San Giuseppe Jato, dopo le minacce, sostegno a Liuzza. Sindaco e Presidente del Consiglio: “avanti con determinazione”.
C'erano le istituzioni regionali, c'erano sindaci e amministratori del comprensorio, c'erano le forze dell'ordine, c'era la società civile e, cosa importante, c'era la comunità, stretta intorno a Tonino Liuzza e all'amministrazione comunale Jatina, dopo l'intimidazione dei giorni scorsi.

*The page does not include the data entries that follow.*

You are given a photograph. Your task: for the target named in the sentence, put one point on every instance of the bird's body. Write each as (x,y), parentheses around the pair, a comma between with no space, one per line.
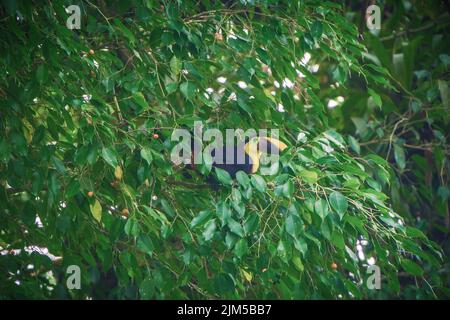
(245,156)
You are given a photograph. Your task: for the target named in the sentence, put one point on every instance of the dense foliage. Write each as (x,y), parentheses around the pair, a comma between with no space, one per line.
(85,171)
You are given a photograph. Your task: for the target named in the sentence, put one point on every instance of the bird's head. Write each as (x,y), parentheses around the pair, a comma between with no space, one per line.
(256,146)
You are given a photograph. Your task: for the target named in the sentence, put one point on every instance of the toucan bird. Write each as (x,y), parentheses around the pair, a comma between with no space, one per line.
(246,156)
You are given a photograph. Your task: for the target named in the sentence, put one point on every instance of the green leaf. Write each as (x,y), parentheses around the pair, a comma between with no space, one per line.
(399,155)
(175,66)
(201,218)
(223,176)
(412,268)
(354,144)
(139,98)
(188,89)
(258,182)
(146,154)
(110,157)
(72,189)
(210,229)
(241,248)
(147,288)
(96,210)
(339,203)
(298,264)
(145,244)
(291,226)
(376,98)
(321,208)
(236,227)
(309,176)
(316,29)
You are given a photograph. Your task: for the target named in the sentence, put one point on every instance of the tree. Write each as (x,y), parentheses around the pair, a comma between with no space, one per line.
(85,155)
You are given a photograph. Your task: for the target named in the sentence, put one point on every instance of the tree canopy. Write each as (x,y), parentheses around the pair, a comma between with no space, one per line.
(86,117)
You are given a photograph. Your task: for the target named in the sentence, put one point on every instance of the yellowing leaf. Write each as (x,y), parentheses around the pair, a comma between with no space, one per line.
(118,173)
(247,275)
(96,210)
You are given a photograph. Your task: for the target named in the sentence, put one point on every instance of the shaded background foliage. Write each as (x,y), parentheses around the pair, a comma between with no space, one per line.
(83,175)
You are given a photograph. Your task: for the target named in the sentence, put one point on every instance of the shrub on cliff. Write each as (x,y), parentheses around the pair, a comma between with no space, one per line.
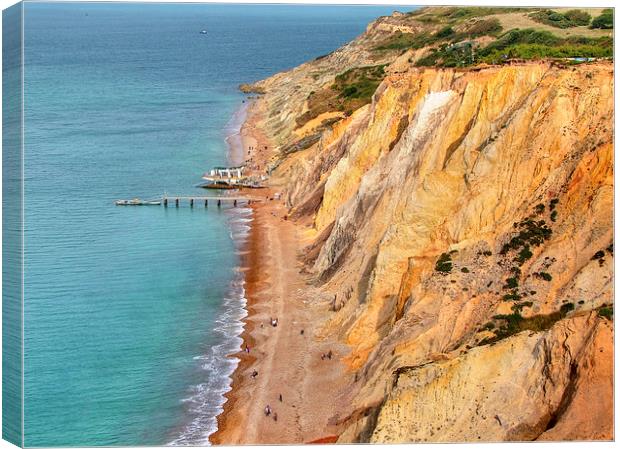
(444,263)
(605,21)
(572,18)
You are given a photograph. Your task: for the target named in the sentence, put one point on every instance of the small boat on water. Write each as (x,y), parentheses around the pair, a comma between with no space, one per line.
(219,185)
(137,202)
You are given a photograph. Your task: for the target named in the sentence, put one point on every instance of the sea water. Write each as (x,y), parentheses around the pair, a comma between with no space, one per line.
(130,311)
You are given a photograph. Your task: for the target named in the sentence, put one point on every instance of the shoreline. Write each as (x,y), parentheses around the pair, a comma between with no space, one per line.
(287,357)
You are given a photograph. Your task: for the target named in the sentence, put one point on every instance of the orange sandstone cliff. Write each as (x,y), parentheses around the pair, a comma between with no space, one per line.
(463,221)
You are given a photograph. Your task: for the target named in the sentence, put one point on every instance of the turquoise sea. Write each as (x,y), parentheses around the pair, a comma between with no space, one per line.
(129,312)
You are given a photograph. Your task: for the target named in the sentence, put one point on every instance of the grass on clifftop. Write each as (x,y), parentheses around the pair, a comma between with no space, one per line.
(572,18)
(518,44)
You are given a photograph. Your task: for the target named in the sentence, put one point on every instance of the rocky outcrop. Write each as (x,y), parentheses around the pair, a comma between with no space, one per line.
(463,220)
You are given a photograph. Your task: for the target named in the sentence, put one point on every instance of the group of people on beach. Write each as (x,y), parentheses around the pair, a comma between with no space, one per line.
(268,410)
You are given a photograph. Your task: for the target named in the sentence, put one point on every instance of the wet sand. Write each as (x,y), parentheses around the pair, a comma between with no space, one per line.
(288,361)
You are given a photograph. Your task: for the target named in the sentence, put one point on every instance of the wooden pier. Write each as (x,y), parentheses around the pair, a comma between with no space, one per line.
(204,200)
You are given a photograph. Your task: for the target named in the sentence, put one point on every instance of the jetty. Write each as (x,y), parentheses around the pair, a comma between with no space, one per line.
(176,200)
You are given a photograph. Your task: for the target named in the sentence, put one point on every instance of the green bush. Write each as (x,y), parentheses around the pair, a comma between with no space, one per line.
(511,283)
(606,312)
(444,32)
(578,17)
(572,18)
(545,276)
(444,263)
(486,27)
(605,21)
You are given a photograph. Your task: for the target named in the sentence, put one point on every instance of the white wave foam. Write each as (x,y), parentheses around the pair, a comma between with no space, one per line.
(205,401)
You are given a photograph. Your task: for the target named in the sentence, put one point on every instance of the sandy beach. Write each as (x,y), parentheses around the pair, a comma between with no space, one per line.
(287,357)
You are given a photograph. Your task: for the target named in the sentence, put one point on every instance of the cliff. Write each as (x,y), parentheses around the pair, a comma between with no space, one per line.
(462,218)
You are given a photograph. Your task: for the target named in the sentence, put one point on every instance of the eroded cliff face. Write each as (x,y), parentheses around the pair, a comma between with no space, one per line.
(463,220)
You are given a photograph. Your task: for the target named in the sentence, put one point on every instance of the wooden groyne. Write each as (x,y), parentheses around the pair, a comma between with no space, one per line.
(198,200)
(176,200)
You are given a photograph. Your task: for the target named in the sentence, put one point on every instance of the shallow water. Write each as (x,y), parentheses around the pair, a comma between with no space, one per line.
(130,311)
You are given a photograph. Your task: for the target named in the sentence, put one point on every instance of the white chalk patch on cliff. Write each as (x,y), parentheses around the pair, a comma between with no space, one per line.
(432,102)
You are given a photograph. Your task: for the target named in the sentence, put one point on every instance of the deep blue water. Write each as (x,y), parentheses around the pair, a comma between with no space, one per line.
(129,311)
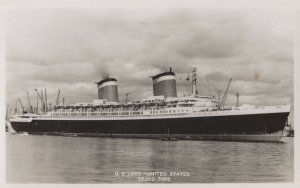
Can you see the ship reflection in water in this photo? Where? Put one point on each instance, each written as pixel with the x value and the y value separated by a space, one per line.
pixel 56 159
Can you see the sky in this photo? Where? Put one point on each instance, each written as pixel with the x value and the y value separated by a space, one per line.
pixel 71 49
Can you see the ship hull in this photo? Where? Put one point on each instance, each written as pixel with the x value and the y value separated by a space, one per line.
pixel 249 127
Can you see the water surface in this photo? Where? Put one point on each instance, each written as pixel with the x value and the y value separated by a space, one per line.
pixel 57 159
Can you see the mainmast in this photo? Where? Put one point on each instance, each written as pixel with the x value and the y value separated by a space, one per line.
pixel 194 81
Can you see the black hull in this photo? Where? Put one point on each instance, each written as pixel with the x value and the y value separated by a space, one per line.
pixel 254 124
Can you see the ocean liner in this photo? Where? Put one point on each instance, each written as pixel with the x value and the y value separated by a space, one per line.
pixel 191 116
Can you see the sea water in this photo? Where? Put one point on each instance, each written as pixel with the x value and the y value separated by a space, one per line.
pixel 57 159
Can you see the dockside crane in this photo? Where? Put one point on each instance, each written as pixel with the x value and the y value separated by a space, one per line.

Al consiglio comunale straordinario organizzato in segno di solidarietà al presidente del consiglio comunale di San Giuseppe Jato, in tanti hanno partecipato per esprimere con la presenza oltre che con le parole, vicinanza e sostegno. Consiglio comunale che, viste le circostanze, è stato presieduto dal vice presidente Carlo Stassi , che insieme all'assessore Mariano Lo Bianco e al capo gruppo di minoranza Liborio Costanza, hanno manifestato la vicinanza e il sostegno di tutti i consiglieri comunali. Ad aprire il giro dei numerosi interventi è stato il Sindaco di San Giuseppe Jato Giuseppe Siviglia, che ha affermato “Le minacce non ci distoglieranno dai sani principi sui quali si fonda la società civile.
Siamo distinti e distanti da ogni forma di violenza e di prepotenza che ripudiamo con grande determinazione. Invitiamo gli autori delle minacce a redimersi, per assicurare un futuro migliore ai loro figli. Li invitiamo a riflettere su quanto accaduto al piccolo Giuseppe Di Matteo”.
Siviglia che in mattinata aveva partecipato ad un vertice in prefettura sull'attività delle le forze di polizia, aveva portato in aula la solidarietà ricevuta dal Prefetto, dal presidente della regione, dalla commissione regionale antimafia, da Anci Sicilia e dai vertici regionali e provinciali di Forza Italia.
Poi ha continuato: “Prefetto e Forze dell'ordine mi hanno assicurato che il territorio sarà tenuto sotto particolare attenzione”. E ancora: “Da parte nostra, assicuriamo impegno e massima collaborazione, pur essendo costretti ad amministrare fra mille difficoltà di ordine sociale, economico e burocratico”.
E ha concluso: “continueremo a camminare a testa alta e con grande determinazione, all’insegna del buon governo e della legalità, sapendo di non essere soli e di poter contare sul sostegno della comunità, una comunità fatta di donne e di uomini liberi, che vogliono rappresentare al mondo intero le bellezze del territorio e l'accoglienza di cui sono capaci”.
La seduta si è chiusa con l'intervento dello stesso Liuzza, principale obiettivo dell'intimidazione che ha voluto rassicurare la cittadinanza sulla sua volontà ad andare avanti, più forte e più determinato di prima; “sono contento della risposta che la comunità jatina ha saputo dare, della presenza così numerosa e della partecipazione di tanti amici in rappresentanza delle istituzioni, della politica e della società civile. La giunta e il consiglio comunale sono formati da persone per bene, che lavorano quotidianamente per la crescita e lo sviluppo del territorio. Siamo impegnati nel processo di risanamento sociale, culturale e politico della città e lavoriamo alacremente al risanamento economico dell'ente; non saranno questi gesti a fermare la nostra azione”.